A Public Employee’s Date of Separation From Employment and the Reasons Therefor Are Not Exempt From Disclosure Under OPRA

Libertarians for Transparent Government v. Cumberland County, ___ N.J. ___ (2022). This is an Open Public Records Act (“OPRA”) case. A woman who had been incarcerated at the Cumberland County Jail had sued the County and several corrections officers, alleging that she had been forced to engage in non-consensual sex acts while held in jail. Plaintiff sought to obtain a copy of a settlement agreement between the County and one of the officers, Tyrone Ellis, whom the County had charged with a disciplinary infraction. In particular, plaintiff’s OPRA request asked for ” the settlement agreement and Ellis’s ‘name, title, position, salary, length of service, date of separation and the reason therefor in accordance with N.J.S.A. 47:1A-10.’”

The County responded that the settlement agreement was a personnel record that OPRA exempted from disclosure. In response to the request for the specific information quoted above, the County said that ““Officer Ellis was charged with a disciplinary infraction and was terminated.”

Plaintiff sued.
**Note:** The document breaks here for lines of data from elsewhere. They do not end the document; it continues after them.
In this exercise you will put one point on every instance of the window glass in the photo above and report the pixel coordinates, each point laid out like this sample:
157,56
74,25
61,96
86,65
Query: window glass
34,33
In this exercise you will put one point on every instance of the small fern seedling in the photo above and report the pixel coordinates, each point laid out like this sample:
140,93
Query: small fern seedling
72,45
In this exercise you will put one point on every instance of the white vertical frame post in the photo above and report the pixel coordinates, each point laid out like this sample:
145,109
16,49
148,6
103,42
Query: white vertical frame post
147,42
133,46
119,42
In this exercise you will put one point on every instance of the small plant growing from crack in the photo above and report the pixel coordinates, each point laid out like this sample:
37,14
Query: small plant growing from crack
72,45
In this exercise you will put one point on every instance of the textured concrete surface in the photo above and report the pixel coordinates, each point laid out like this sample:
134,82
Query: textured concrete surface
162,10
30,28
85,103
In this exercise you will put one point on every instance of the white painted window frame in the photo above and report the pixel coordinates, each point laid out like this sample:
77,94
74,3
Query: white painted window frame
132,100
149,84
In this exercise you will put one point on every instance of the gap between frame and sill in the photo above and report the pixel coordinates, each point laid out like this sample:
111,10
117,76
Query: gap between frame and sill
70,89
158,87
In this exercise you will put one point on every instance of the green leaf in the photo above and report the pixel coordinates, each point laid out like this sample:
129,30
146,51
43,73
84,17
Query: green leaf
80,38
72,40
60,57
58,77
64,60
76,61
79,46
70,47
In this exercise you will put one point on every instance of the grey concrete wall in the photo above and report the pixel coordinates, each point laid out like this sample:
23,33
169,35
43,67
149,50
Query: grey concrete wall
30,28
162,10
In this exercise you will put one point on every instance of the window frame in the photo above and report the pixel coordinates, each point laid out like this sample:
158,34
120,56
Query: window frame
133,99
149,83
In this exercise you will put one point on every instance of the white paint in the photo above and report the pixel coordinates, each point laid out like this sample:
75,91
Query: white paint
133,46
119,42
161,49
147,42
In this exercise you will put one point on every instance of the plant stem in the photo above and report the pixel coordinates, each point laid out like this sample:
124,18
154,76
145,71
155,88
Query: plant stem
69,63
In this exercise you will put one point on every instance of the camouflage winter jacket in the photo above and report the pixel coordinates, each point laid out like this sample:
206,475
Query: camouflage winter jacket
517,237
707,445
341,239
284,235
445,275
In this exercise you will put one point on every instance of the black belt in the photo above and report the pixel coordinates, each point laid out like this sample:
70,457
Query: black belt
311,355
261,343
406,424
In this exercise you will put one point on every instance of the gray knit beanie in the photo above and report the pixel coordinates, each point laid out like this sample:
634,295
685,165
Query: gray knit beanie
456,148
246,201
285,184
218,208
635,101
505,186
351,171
The Law Division ruled that the County had to produce the settlement agreement, redacted to protect those portions that were in fact personnel records, but disclosing the specific information quoted above, as that information was a “government record” of which OPRA required disclosure. The Appellate Division reversed, as discussed here. The Supreme Court granted review, and today the Court unanimously reversed the Appellate Division and reinstated the Law Division’s ruling. Chief Justice Rabner wrote the Court’s opinion, which applied de novo review of the statutory interpretation issue presented.

The Court focused on the language of section 10 of OPRA. Chief Justice Rabner noted that “[m]ost personnel records are exempt from disclosure under the law, but the statute has three exceptions.” One of those exceptions reads as follows:

“Notwithstanding the provisions of L. 1963, c. 73 ([N.J.S.A.] 47:1A-1 et seq.) or any other law to the contrary, the personnel or pension records of any individual in the possession of a public agency, including but not limited to records relating to any grievance filed by or against an individual, shall not be considered a government record and shall not be made available for public access, except that: [1] an individual’s name, title, position, salary, payroll record, length of service, date of separation and the reason therefor, and the amount and type of any pension received shall be a government record.”

Chief Justice Rabner found that language dispositive. “Section 10 expressly states that a person’s ‘date of separation’ from employment ‘and the reason therefor . . . shall be a government record.’ Id. § 10. As a result, a plain reading of the text calls for disclosure of a settlement agreement that contains such information once the document has been redacted.” The Court added that “part of the settlement agreement that Libertarians seeks contains information covered by section 10’s first exception. For similar reasons, the document is subject to disclosure after it is redacted.”

After providing additional support for the Court’s conclusion, Chief Justice Rabner observed that this case shows the importance of OPRA in advancing “transparency, accountability, and candor.” Though the County had stated that Ellis had been terminated due to his misconduct, ” [t]he trial judge, who reviewed the settlement agreement in camera, called the statement a misrepresentation. In reality, according to the minutes of the Retirement Board, after Ellis admitted that he had “inappropriate relationships with two inmates,” he was allowed to retire in good standing with only a partial forfeiture of his pension. Without access to actual documents in cases like this, the public can be left with incomplete or incorrect information.”

The Court thus reversed the Appellate Division and reinstated the Law Division’s ruling. “Libertarians was and is entitled to a redacted version of the actual settlement document,” Chief Justice Rabner concluded.